I was silent, thinking of Braesay with its grey seals, its white-fringed foreshore, its fabled, bird-hung cliffs…

‘My father’s getting old and I’m the only child. I wanted to learn about agriculture so that I could go on running it after he couldn’t. There’s an old shepherd, a couple of crofters on the North Shore… You can’t just sell up and turn people out.’

‘Look,’ I lied, ‘this diploma’s just a load of rubbish. All you have to do is marry some nice, competent man and —’

‘But I’ve tried and tried! You’ve no idea how I’ve carried on. And I almost had Vernon Hartleypool. He didn’t exactly send me, but he was absolutely fantastic about oat smut and rape seed and things. He even knew about digested sludge. And then he turned me down because of his appendix?

‘His appendix?’

‘Well, on Braesay we have to put up flares for a doctor and his appendix grumbles.’

She sighed and a despairing silence fell. After a while her hand, without exactly creeping into mine, somehow indicated that it was there. I picked it up, turned it over, passed my thumb to and fro along her wrist. It was not as if I didn’t see what that worm had been on about, it was that I didn’t want to.

‘What do you do up there, say, when the seal population builds up and begins to interfere with the fishing?’

Her green and yellow eyes lit up.

‘Well, I put the pups in a boat and the mothers swim after us and we take them away to another island.’

‘I thought it might be something like that,’ I said heavily. ‘I just thought it might.’


Six weeks later at the beginning of the spring term, we received notice that our Charter had come through. Peckham was triumphant, but like all men who have battled through and won, he found that victory brought problems.

There was, for example, the sudden, curious decimation of his staff. Davies, who was twenty-six, said he felt he was getting too old for experimental work and left to join his brother on a hill farm in Wales. Blackwater accepted an offer from a firm of strawberry growers, and it was generally understood that I had been called away to do Nature Conservancy work in the Hebrides.

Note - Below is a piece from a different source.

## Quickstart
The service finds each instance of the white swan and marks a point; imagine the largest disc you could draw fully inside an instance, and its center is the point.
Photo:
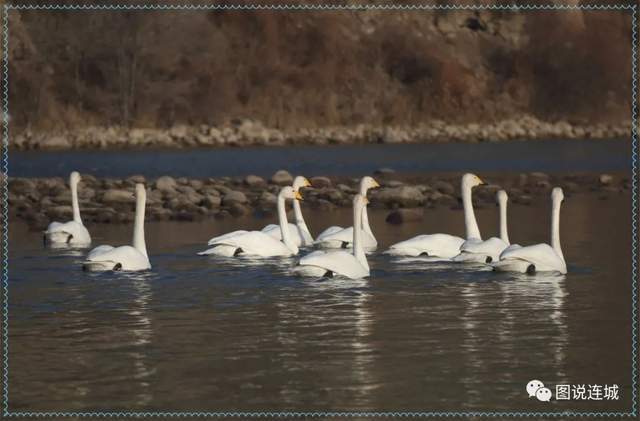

But in a way it was Sir Henry’s letter that disconcerted Peckham most. Sir Henry found himself compelled to decline the flattering offer to be Torcastle’s first Chancellor. He had, he said, long harboured a great desire to retire from the world and end his days in prayer and meditation, but had forced himself to remain at his post in order to foster those values — respect for life, conservation of the environment and so on — without which mankind was doomed to perish. A recent encounter with one of Peckham’s own students, however, had shown him how completely the youth of today could be trusted to carry on just these ideals. He was accordingly leaving to join the ashram of Shri Ramananda in Jaipur and wished the new university every success.

‘Must have been Vernon Hartleypool, I suppose,’ said Peckham, puzzled. ‘He had quite a long chat with him, I know.’

But it is of Pringle that I think, always, when I remember my last days at Torcastle. Pringle the survivor, crouched over his tank, shielding something with his hand.

‘I want you to understand, James,’ he is saying, ‘that this is a happy beetroot. A very happy beetroot indeed!’